[Python-Dev] Why aren't more things weak referencable

Christian Tismer tismer at stackless.com
Sun May 30 13:52:02 EDT 2004


Bob Ippolito wrote:
> On May 29, 2004, at 1:06 PM, Raymond Hettinger wrote:
> 
>> Instances of classes inheriting from str, tuple, etc cannot be weakly 
>> referenced.  Does anyone know the reason for this?
> 
> 
> They can not accept non-empty __slots__ either, which is probably closer 
> to the source of the problem.  I have no idea what the reason is.  I 
> imagine it's something to do with optimization, and/or because they are 
> immutable.

it is because they are var-sized objects. There is no place
to put the weakref pointer in, since the variable part
starts right at the beginning of the object.

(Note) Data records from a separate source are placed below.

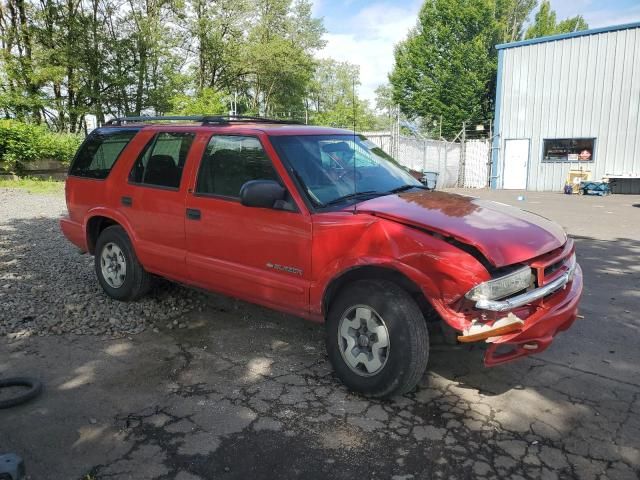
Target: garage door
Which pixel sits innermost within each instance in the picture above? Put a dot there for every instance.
(516, 162)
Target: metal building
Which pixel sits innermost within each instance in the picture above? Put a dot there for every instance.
(568, 102)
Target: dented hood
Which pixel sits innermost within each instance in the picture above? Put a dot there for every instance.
(503, 234)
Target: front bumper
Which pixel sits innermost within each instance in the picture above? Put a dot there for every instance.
(554, 314)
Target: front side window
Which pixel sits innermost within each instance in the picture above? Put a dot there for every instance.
(162, 160)
(338, 169)
(99, 152)
(229, 162)
(568, 150)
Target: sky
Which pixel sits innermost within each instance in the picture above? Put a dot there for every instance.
(364, 32)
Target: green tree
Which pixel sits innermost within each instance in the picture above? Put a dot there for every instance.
(546, 23)
(446, 66)
(511, 16)
(206, 101)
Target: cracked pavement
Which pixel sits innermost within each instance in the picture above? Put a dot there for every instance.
(244, 392)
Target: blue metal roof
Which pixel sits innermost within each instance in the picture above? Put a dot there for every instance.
(564, 36)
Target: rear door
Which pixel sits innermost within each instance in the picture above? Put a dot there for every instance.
(258, 254)
(154, 202)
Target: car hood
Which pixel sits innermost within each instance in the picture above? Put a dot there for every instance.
(503, 234)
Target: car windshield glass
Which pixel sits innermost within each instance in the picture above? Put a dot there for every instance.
(336, 169)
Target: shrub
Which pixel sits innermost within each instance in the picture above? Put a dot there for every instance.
(22, 143)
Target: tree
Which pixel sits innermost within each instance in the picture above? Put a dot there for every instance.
(447, 64)
(546, 24)
(333, 99)
(511, 16)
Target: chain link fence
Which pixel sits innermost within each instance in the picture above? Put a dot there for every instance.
(456, 163)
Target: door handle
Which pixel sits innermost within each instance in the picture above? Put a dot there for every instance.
(193, 214)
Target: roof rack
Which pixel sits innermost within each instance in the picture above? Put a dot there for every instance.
(204, 119)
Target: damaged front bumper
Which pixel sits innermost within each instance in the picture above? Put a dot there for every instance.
(554, 314)
(534, 318)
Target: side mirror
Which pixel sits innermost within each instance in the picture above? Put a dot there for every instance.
(261, 193)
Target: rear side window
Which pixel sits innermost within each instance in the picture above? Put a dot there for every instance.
(231, 161)
(161, 162)
(99, 153)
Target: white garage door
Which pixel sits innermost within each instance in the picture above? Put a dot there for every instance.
(516, 161)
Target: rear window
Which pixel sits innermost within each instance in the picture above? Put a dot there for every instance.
(98, 154)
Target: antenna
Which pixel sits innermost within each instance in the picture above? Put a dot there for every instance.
(355, 172)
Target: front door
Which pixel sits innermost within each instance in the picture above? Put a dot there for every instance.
(153, 201)
(258, 254)
(516, 163)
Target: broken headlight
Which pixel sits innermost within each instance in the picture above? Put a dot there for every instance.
(503, 286)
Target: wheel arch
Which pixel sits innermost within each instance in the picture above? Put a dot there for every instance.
(377, 272)
(98, 221)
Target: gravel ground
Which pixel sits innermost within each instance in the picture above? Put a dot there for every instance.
(47, 287)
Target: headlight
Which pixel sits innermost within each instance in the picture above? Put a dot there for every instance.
(502, 286)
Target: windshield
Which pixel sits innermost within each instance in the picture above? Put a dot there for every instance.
(340, 168)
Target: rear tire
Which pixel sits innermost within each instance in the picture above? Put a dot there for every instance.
(376, 366)
(119, 272)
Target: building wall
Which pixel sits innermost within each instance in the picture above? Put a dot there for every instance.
(582, 86)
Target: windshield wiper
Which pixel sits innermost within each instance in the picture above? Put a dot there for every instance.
(404, 188)
(351, 196)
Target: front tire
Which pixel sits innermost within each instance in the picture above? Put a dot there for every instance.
(377, 339)
(119, 272)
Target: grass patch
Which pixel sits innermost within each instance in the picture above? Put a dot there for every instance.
(34, 185)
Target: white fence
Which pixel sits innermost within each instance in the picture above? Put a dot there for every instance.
(476, 163)
(439, 156)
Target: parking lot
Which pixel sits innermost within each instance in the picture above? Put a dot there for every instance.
(189, 385)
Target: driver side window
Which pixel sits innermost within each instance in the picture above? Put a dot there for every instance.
(229, 162)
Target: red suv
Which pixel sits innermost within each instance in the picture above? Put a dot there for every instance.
(320, 223)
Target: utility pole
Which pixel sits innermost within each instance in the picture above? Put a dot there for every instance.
(463, 155)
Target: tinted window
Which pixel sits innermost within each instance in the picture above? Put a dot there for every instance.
(99, 153)
(162, 160)
(336, 168)
(231, 161)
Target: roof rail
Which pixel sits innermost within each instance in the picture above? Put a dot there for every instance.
(204, 119)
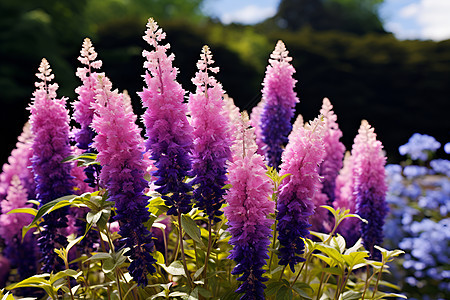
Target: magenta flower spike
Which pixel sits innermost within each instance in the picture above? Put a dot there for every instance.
(120, 153)
(247, 212)
(50, 128)
(21, 254)
(345, 199)
(83, 113)
(370, 187)
(211, 149)
(167, 128)
(295, 206)
(19, 164)
(280, 100)
(255, 122)
(329, 168)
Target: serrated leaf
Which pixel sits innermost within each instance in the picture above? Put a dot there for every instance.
(284, 293)
(273, 287)
(108, 265)
(99, 256)
(176, 268)
(23, 210)
(299, 288)
(198, 272)
(388, 295)
(351, 295)
(338, 243)
(191, 228)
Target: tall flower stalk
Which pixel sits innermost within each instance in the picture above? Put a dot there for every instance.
(167, 128)
(120, 152)
(370, 187)
(279, 102)
(301, 159)
(50, 128)
(83, 111)
(247, 212)
(212, 142)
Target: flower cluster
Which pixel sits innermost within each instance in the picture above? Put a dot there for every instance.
(370, 187)
(419, 224)
(50, 128)
(418, 145)
(301, 159)
(168, 130)
(120, 149)
(211, 148)
(279, 101)
(247, 212)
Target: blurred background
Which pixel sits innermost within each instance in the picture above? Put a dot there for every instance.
(384, 61)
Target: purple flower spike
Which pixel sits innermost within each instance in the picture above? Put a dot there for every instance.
(20, 253)
(19, 164)
(167, 128)
(303, 155)
(370, 187)
(211, 138)
(120, 152)
(247, 212)
(50, 127)
(345, 199)
(83, 113)
(279, 101)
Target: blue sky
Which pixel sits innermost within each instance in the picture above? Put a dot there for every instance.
(407, 19)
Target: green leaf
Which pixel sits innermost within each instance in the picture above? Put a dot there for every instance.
(191, 228)
(108, 265)
(62, 274)
(34, 281)
(273, 287)
(389, 295)
(99, 256)
(351, 295)
(299, 288)
(176, 268)
(284, 293)
(198, 272)
(23, 210)
(338, 243)
(227, 186)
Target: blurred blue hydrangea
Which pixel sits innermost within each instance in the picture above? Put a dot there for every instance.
(419, 224)
(417, 146)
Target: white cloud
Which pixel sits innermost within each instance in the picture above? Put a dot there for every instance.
(410, 10)
(432, 17)
(250, 14)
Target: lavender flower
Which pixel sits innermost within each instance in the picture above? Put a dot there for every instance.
(83, 112)
(303, 154)
(417, 146)
(247, 212)
(20, 254)
(370, 187)
(280, 99)
(50, 127)
(168, 130)
(19, 164)
(211, 138)
(120, 149)
(345, 199)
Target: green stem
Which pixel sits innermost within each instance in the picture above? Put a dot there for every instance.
(118, 285)
(367, 281)
(191, 285)
(273, 243)
(378, 280)
(282, 272)
(208, 253)
(300, 271)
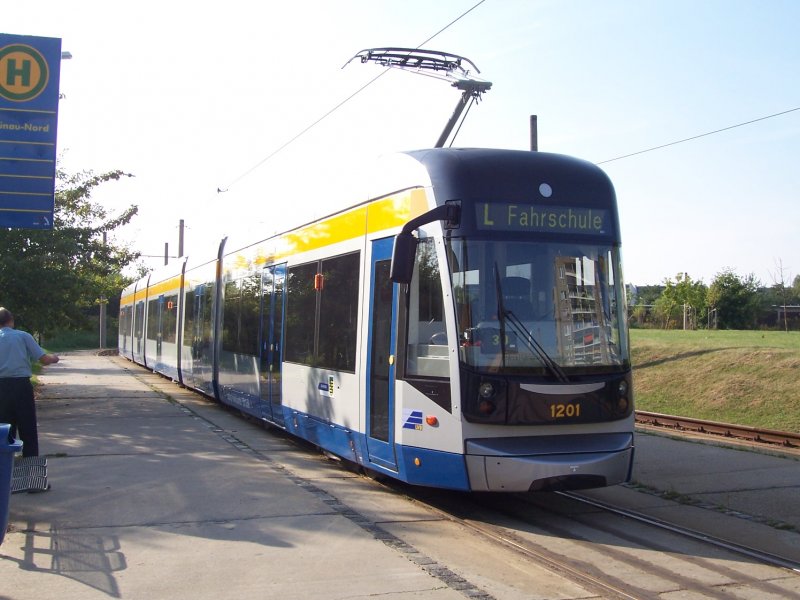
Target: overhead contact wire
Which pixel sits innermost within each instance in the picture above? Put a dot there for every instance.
(339, 105)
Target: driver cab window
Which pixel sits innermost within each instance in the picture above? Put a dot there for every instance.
(427, 337)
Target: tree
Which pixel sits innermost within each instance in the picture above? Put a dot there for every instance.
(779, 278)
(735, 298)
(48, 278)
(680, 298)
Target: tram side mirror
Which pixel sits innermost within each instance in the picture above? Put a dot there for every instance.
(404, 254)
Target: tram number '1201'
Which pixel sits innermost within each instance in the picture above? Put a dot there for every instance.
(565, 411)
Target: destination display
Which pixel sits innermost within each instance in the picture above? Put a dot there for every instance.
(29, 77)
(520, 217)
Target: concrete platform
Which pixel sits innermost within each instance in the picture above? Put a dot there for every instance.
(148, 502)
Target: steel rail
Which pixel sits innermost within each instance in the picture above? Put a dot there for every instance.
(759, 555)
(728, 430)
(505, 537)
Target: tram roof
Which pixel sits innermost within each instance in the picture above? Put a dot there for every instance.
(511, 174)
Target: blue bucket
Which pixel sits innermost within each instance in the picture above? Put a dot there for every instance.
(7, 452)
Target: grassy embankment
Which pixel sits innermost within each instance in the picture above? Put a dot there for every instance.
(743, 377)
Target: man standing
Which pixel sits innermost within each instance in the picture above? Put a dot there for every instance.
(17, 350)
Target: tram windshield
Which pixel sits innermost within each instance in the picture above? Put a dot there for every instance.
(533, 307)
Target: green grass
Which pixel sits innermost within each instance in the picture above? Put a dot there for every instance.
(743, 377)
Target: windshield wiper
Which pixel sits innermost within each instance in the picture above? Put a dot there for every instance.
(536, 347)
(501, 313)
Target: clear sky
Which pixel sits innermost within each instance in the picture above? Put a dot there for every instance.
(190, 96)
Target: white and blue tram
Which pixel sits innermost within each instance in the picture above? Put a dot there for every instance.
(464, 327)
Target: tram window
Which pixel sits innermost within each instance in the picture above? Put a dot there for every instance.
(138, 322)
(240, 315)
(205, 313)
(322, 312)
(169, 319)
(427, 354)
(301, 305)
(230, 317)
(188, 317)
(338, 313)
(152, 320)
(249, 319)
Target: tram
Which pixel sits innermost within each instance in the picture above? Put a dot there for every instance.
(463, 326)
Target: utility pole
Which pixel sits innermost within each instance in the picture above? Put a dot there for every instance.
(103, 302)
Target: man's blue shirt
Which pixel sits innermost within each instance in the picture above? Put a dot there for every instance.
(17, 350)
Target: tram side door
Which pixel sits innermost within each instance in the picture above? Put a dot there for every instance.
(381, 357)
(273, 290)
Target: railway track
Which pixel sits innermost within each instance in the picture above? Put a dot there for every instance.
(611, 551)
(740, 432)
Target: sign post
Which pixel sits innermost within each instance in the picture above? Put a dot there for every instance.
(29, 77)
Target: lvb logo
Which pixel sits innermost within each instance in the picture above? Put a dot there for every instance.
(23, 73)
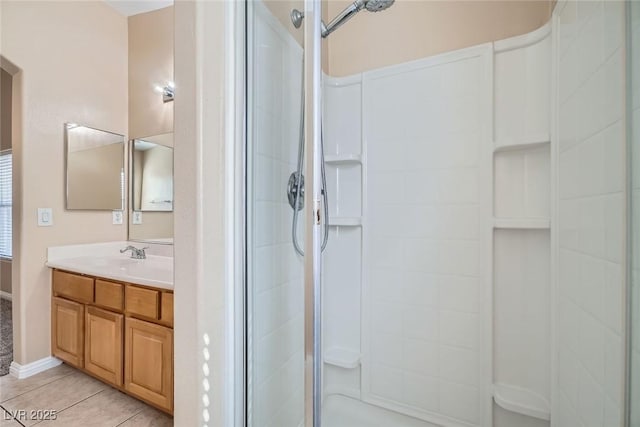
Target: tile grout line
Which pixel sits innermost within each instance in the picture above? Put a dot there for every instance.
(74, 404)
(131, 417)
(12, 417)
(36, 388)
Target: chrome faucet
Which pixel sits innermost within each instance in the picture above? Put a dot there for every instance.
(135, 252)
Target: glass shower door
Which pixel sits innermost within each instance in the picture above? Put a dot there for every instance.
(633, 116)
(280, 347)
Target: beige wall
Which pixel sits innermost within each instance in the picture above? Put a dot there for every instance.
(412, 29)
(151, 42)
(73, 61)
(150, 65)
(5, 276)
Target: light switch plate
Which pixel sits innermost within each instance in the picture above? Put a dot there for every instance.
(117, 217)
(45, 217)
(137, 217)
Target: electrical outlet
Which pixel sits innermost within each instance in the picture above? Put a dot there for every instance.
(45, 217)
(117, 217)
(137, 217)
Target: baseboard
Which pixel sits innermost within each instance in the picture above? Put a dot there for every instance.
(25, 371)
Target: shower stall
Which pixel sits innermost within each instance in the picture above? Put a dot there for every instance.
(444, 240)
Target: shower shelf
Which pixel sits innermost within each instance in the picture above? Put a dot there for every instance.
(526, 144)
(346, 221)
(521, 401)
(342, 358)
(522, 223)
(337, 159)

This is not really necessary, because strings are not so
var-sized at all. After creation, they are fixed sized,
and we could implement special cases for all such types,
similar to what I did with type objects and slots.

The property of "var-sized" objects is everything else but
being var-sized. They are fixed sized after initialization,
just that you cannot have fixed offsets at "compile time".
The real var-sized objects are fixed-size :-)) , because they
use an extra memory area to grow or shrink at runtime.

I think slots could be added to all var-sized objects, and
weakref is nothing else but kind of slot. The cost would be
a little more computation and some special macro which points
to the area "behind" the object. See my special case for
meta types in Stackless typeobject.c.